Should have known. An eight-or ten-pound airborne drone could not take the recoil of even a .22 and maintain accuracy. This was a low-recoil compressed-air weapon, firing darts. Not darts exactly, these were without fins, so they were technically miniature versions of the quarrels used by crossbows. Poison? Tranquilizer? Probably the latter. They would want to interrogate her—so from her point of view, poison might be preferable.

Out of sight from the street, Jane wove among the palms and the machine buzzed in pursuit as birds racketed out of the protection of the overhead cascading fronds, shrieking and nattering their dismay at being chased back into the pending storm. The big crowns of the palms ensured the boles were farther apart than she needed them to be, forcing her to spend too much time in the open. Weaving, ducking, she counted on the drone not being able to click on her, but as she urgently sought cover, she realized there was no option except continued frantic evasion. The machine could fly at maybe twenty meters per second in calm air, much faster than she could run. She couldn’t evade it for long. And she would never again get away with the circling-the-tree trick that worked before; the drone might be mindless, but its remote operator was not.

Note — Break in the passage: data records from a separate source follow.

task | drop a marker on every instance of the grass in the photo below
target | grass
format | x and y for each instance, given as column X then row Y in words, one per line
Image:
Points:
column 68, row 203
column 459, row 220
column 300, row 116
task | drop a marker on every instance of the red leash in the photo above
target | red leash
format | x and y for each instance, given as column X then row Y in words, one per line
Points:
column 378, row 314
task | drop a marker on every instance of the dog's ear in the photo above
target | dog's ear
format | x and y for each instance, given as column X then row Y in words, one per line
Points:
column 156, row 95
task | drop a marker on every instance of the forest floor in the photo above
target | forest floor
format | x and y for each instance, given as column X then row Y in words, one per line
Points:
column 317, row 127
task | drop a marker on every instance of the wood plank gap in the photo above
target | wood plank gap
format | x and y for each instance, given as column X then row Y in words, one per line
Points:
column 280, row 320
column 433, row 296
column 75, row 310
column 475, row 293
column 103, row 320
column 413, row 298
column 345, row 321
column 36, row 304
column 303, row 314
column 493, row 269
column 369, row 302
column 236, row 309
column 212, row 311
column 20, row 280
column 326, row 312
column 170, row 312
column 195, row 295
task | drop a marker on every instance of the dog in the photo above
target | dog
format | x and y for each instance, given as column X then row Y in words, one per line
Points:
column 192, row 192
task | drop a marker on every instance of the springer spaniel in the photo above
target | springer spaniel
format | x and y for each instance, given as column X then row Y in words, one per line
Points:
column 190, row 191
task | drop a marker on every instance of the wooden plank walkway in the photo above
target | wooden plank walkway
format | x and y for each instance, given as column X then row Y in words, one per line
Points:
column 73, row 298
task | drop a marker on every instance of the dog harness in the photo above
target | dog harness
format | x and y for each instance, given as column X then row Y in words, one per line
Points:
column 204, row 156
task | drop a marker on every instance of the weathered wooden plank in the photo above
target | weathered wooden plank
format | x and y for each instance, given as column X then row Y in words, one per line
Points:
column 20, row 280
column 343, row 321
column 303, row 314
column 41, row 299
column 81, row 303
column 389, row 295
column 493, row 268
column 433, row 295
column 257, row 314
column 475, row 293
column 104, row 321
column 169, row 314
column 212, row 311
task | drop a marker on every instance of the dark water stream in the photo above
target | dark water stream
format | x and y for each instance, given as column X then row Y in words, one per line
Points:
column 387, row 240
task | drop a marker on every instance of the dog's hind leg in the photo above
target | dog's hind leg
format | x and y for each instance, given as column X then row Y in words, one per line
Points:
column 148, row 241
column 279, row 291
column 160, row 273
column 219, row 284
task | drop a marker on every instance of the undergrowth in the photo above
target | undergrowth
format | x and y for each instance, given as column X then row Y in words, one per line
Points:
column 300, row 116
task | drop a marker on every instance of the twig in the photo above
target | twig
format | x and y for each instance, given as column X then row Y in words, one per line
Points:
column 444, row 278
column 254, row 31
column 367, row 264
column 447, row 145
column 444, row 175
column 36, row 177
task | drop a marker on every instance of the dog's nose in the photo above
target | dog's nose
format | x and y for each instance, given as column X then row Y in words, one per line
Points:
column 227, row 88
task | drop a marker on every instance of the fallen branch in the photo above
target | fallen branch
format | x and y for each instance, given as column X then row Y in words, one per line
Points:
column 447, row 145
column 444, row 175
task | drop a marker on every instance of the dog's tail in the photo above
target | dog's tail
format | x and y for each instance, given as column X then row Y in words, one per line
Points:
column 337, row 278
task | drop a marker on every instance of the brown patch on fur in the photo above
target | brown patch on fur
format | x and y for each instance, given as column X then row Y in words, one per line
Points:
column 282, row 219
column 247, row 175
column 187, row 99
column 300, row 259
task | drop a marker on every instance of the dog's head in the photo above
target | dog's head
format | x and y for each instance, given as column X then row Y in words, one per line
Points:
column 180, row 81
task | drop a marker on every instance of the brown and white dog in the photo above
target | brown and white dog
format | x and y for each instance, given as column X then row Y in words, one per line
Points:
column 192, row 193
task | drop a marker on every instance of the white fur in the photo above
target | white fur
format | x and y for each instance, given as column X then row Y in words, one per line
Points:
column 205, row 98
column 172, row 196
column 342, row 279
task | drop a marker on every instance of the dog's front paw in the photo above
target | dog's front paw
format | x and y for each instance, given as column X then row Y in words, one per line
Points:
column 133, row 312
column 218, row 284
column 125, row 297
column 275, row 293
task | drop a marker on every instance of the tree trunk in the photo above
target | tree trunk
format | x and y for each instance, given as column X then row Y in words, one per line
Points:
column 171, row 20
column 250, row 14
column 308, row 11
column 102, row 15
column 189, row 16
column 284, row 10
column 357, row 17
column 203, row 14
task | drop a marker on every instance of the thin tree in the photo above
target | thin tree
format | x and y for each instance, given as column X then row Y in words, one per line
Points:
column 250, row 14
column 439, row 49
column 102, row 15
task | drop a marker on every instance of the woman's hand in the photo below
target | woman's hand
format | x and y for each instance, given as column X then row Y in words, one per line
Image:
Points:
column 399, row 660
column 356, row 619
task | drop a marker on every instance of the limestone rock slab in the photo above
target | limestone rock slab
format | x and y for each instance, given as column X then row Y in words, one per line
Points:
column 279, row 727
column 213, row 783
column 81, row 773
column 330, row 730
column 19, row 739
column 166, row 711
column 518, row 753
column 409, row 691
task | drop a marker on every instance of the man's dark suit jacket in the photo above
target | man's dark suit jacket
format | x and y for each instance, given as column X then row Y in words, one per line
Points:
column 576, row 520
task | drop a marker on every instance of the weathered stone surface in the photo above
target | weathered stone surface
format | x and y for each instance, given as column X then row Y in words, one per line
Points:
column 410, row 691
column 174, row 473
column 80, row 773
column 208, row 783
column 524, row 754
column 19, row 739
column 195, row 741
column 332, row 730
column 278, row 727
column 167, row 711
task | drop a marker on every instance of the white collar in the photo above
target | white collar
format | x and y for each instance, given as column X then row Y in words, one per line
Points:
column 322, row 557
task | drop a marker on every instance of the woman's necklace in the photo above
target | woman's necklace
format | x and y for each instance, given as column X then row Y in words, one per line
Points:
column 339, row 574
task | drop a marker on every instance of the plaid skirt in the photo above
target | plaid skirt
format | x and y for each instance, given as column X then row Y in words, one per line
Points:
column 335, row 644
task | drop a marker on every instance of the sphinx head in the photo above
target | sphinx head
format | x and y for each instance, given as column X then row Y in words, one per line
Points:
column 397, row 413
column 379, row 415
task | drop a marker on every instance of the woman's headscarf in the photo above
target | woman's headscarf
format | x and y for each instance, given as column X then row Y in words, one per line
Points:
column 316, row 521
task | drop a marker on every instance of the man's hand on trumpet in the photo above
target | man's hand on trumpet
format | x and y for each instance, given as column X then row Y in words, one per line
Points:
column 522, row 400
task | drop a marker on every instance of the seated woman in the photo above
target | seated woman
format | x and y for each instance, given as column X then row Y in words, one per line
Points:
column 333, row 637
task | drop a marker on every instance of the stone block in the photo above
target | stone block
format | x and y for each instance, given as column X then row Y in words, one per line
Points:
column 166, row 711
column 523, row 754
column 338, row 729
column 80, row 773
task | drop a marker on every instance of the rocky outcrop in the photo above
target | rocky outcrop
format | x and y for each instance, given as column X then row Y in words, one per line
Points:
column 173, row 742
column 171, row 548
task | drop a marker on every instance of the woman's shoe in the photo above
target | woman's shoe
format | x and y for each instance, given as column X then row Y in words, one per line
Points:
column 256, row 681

The gunfire would draw police, but that wasn’t necessarily a good thing. Two months earlier, when all this started, she learned that not all cops were on the side of the righteous, that in this dangerous time when shadows cast shadows of their own, when darkness often passed for light, the just and the unjust wore the same face.

Weaving tree to tree in an obstacle-course marathon that she could only lose, in a dream-strange showdown among the phoenixes from which she would not rise phoenixlike if she were killed, Jane felt a tugging at her right sleeve. Dodging around another palm, she saw three thin quarrels pinned through the slack material of her sport coat, having missed her flesh by a fraction of an inch.

In the early gloaming of the shrouded afternoon, a sudden brightness flashed apocalyptic, flaring across the park as if to incinerate all it touched and bespeak a world of ashes soon to come, so that all the shadows either leaped back into the things that cast them or quaked across the lawns and walks like spirits dispossessed and seeking new anchorage. She didn’t realize the sky had thrown down lightning that had struck nearby until a second after the flare, when thunder shook the day so hard that she could feel it tremble the ground under her running feet.

One of the many lessons she’d been taught at Quantico was to live by her training, to do what was known to work for a thousand times a thousand other lawmen, but also to recognize when by-the-book would result in a eulogy and a postmortem commendation, and then to trust the intuition that was truer than anything learned. In the wake of the blinding light, the tide of banished shadows rushed back in answer to the thunder’s call. As the day darkened around her, she dropped to the ground, rolled onto her back, as vulnerable as an offering on an Aztec altar, the airborne executioner looming as if to the call of sacrificial blood. She saw the hovering drone adjust the barrel of its gimbaled weapon, and she thrust the pistol toward it, squeezing off the remaining five rounds in the handgun.

A glitter of steel flicked past her face, stitching the earth, as the machine fired a misaimed burst. Hit, the drone shuddered up and back, as if to gain altitude and retreat. Instead, having lost one of its rotary wings, it dipped and swayed, bobbled as it strove to execute a turn, accelerated in a cant toward a gap in the trees, and collided with a palm bole at maybe ten meters per second, coming apart like a hurled egg.

Jane was on her feet without remembering how she’d gotten up. She ejected the empty magazine, pocketed it, snapped a full ten rounds into the Heckler & Koch, holstered the weapon, and ran.